KR20030013958A - Method for manufacturing a cylinder head of cast aluminum alloy for internal combustion engine by rapid cooling using liquid Air - Google Patents

Abstract

PURPOSE: A method for micronizing structure of cylinder head of cast aluminum alloy for internal combustion engine is provided to manufacture stable cylinder heads of high quality by rapidly cooling a port portion using liquid air having a temperature of about -200 deg.C inside a dies.

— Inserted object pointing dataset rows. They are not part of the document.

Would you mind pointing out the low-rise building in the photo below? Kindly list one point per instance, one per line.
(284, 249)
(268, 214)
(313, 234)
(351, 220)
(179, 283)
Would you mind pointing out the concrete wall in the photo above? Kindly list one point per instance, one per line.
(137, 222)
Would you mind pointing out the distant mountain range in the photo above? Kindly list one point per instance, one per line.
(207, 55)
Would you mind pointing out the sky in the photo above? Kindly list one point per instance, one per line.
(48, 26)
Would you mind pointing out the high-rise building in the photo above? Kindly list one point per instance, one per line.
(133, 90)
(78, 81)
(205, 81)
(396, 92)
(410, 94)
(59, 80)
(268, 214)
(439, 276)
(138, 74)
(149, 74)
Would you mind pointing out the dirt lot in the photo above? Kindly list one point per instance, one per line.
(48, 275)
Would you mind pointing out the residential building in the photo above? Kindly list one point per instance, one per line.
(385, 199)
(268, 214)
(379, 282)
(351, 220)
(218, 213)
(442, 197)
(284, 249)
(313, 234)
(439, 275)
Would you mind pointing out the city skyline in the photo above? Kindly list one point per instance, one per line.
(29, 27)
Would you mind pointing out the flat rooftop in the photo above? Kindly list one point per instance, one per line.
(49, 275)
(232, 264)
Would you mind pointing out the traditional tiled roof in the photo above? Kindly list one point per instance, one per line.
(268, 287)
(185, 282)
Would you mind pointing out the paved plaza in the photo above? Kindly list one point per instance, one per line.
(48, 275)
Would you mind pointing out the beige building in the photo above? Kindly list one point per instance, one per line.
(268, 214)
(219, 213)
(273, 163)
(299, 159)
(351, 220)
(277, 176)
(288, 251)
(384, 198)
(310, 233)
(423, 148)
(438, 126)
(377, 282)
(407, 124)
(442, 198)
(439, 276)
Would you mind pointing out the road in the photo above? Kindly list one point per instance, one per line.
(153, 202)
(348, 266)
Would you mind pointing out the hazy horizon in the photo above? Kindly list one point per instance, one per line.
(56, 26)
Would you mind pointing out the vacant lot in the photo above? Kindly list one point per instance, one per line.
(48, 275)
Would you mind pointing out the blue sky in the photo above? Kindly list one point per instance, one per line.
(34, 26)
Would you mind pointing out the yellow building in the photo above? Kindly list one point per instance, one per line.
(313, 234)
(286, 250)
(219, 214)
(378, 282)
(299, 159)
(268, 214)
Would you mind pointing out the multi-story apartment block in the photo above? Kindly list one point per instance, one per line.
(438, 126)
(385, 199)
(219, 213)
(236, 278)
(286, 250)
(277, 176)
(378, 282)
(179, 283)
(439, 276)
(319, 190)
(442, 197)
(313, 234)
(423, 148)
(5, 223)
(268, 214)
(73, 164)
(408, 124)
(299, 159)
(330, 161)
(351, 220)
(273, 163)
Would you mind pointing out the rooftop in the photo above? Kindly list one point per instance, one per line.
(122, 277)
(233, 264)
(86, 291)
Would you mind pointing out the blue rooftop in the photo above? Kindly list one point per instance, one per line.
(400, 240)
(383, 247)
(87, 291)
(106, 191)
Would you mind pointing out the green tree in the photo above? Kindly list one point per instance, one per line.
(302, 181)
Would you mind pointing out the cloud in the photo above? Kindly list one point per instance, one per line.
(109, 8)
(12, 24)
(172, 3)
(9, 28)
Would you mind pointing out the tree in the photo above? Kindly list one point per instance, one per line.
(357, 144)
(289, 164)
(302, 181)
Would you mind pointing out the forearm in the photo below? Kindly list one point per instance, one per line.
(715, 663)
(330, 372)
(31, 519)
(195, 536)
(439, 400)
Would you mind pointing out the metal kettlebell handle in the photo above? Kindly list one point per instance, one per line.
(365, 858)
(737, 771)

CONSTITUTION: The method comprises the steps of melting aluminum alloy as a material for the cylinder heads in a melting furnace having a temperature of 750 to 770 deg.C; injecting the melted aluminum alloy into a mold(30) in dies(10) that is designed in a certain shape; casting cylinder heads by forming the aluminum alloy injected into the mold at a temperature of 680 to 740 deg.C; manufacturing cylinder heads by adjusting cooling of the cast cylinder heads using the liquid air(60), wherein the method further comprises the step of preheating the dies to a temperature of 150 to 250 deg.C so as to prevent the melted aluminum from solidifying before the step of injecting the melted aluminum alloy into a mold in the dies(10).

Description

{Method for manufacturing a cylinder head of cast aluminum alloy for internal combustion engine by rapid cooling using liquid Air}

The present invention relates to a method for finely organizing a cylinder head, and more particularly, to melting aluminum alloy during casting of a cylinder head, injecting the molten alloy into a mold, forming a cylinder head, and cooling using a refrigerant. It relates to a method for miniaturizing the tissue of the cylinder head by performing a step.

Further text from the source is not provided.